10/22/24 – 6:27 p.m. – Several tax increases on cars
This is a sensitive measure: the increase in taxes on cars. The government plans to toughen penalties on cars that emit the most CO2. Today at 118g of CO2/km, the threshold for triggering the penalty will be lowered to 113g in 2025 then to 106g in 2026. At the same time, the amount of the penalty to be paid will increase, by 10,000 euros per year until 2027 for the most polluting cars. Furthermore, the tax linked to the weight of the car will also be triggered earlier: from 1500kg in 2025 compared to 1600kg currently.
10/22/24 – 5:41 p.m. – Tax on house construction about to increase
Right-wing and centrist MPs are proposing to increase the cost of the development tax. This is a tax paid when a building permit is issued, that is to say during the construction of a house, or during work on a garden shed, an extension or even a swimming pool. These elected officials want the departments to be able to collect more, by increasing the rate from 2.5 to 3.5%. For example, for a 100m² construction, the amount of tax paid to the department could increase from 1142.50 euros to 1599.50 euros, an increase of 457 euros. The Finance Committee voted for this modification. Will the Assembly, the Senate and the government be of the same opinion?

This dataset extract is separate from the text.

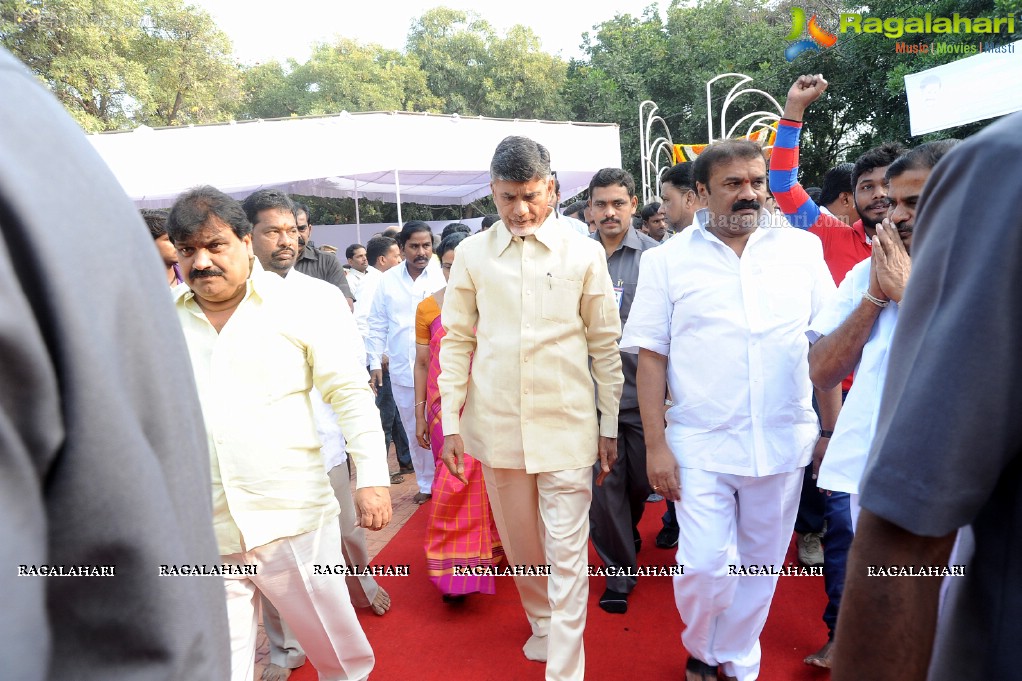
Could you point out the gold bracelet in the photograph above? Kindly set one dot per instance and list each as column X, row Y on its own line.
column 875, row 301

10/22/24 – 4:37 p.m. – A tax on vaping products studied
Less expensive and allowing you to better manage the dose of nicotine you want, vaping is in vogue. Enough to interest the State, which now sees in these measures a financial windfall to bring a little more money into its coffers. Quite surprisingly, vaping liquids, even when they contain nicotine, are not subject to the special tax on tobacco, as is the case for cigarettes and cigars. A bias that could end. The creation of a specific tax on these products will be submitted to a vote by deputies and senators. The idea is to apply a tax of 15 cents per milliliter of liquid, or €1.50 per product, the quantity generally being 10ml. This supplement would be automatically reflected in the purchase price.